View Single Post
  #14  
Old March 5th 07, 03:53 PM posted to alt.sys.pc-clone.compaq
[email protected]
external usenet poster
 
Posts: 409
Default Compaq Deskpro 386s20/n

Hi!

You got into MicroChannel a lot more than I did, and
you have the real hardware there to reinforce your
memory.


Yeah...when in school, I saw and used Model 25s (286/XT) that remote-
booted from an Advanced Netware 286 (!!) server OS running on a Model
80. (Why they used the 286 version I can only guess...)

I liked the machines then, and wanted to have one. In 1997 I finally
got a Model 70 and nothing's been quite the same since. Of course,
when the school finally got done with all of this stuff in the early
2000s, they called me before taking it all away to be recycled. They
had one big pickup truck bed's worth before I got there.

When I got done, they had nothing to take. :-)

For a while, I sold hand-assembled 486 upgrade kits
built around the AMD Am486-133 133MHz 486 workalike.
Never got to try one in an IBM box. It probably
would not have worked.


Bah. :-) I've got some from Evergreen and Kingston. They all work
great. Some early processor complexes did have problems, though.

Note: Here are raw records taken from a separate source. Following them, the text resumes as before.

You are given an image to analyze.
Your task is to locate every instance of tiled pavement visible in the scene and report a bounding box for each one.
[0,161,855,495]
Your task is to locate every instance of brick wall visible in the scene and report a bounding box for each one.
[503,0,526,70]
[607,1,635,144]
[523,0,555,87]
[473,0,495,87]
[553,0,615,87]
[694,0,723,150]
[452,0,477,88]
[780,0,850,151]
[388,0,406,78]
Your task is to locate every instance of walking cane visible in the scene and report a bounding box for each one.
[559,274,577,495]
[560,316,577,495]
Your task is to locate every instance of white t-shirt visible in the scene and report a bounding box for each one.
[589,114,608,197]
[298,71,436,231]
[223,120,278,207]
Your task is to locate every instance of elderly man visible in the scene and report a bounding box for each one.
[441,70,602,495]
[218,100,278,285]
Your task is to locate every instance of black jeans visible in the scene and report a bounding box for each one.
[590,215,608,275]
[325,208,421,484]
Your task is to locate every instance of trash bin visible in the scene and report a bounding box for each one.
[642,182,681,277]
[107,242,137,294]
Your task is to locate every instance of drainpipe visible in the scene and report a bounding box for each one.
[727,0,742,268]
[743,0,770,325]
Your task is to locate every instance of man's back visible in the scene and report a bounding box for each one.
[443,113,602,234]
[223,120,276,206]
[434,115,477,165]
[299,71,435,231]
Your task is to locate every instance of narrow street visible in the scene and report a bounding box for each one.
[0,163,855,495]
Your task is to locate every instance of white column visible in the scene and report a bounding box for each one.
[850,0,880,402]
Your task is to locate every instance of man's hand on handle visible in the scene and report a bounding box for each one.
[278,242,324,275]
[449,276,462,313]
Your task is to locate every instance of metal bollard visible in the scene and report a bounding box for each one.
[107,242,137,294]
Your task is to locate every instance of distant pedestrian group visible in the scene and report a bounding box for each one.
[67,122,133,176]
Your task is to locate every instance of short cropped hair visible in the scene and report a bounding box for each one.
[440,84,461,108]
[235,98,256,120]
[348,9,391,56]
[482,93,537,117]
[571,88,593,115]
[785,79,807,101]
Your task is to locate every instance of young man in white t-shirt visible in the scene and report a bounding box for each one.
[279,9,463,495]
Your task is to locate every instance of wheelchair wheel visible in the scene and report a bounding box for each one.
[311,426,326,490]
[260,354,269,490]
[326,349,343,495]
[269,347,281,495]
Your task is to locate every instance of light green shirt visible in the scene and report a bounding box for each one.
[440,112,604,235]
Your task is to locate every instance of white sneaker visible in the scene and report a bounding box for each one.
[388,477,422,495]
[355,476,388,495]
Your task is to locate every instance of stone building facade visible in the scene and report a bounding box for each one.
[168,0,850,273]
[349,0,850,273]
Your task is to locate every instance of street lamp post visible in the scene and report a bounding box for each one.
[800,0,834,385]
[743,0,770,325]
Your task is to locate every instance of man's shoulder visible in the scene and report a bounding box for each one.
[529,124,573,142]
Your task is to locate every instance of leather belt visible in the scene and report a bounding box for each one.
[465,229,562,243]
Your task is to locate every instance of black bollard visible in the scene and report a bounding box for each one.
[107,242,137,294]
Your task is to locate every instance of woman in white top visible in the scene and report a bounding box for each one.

It was certainly odd, with a little daughter
card that attached to give it one or the
other network personality.


Now I'm going to have to look for one of those. :-) It'll go along
well with my 487SX and other "weird stuff".

(NCR stuff)


I've found the 3350 to be an interesting box. It's surprisingly
capable in some ways and lacking in others. The 77C22E video subsystem
is very capable per what spec sheets I've found...the drivers never
took advantage of all it could do.

The 80188 bandwidth was too narrow, and could
not run fast enough to do all the necessary
management of cached blocks while still meeting
the demand requests of the software on the
motherboard.


I've always wondered why the 80C32 cacheless controllers did so much
better on benchmarks. Thanks for that info.

The 80188 started running at 10MHz and later moved up to 16MHz on the
latest revision of the card. The Adaptec 1640--for having an annoying
1GB limit and only using a 16-bit slot--is definitely faster on just
about every hard disk benchmark I ever tried.

Hey, it's been great having this discussion, even if it's not strictly
Compaq related. If you should find those PC Magazine articles and
wouldn't mind passing a copy on, I'd love to see them.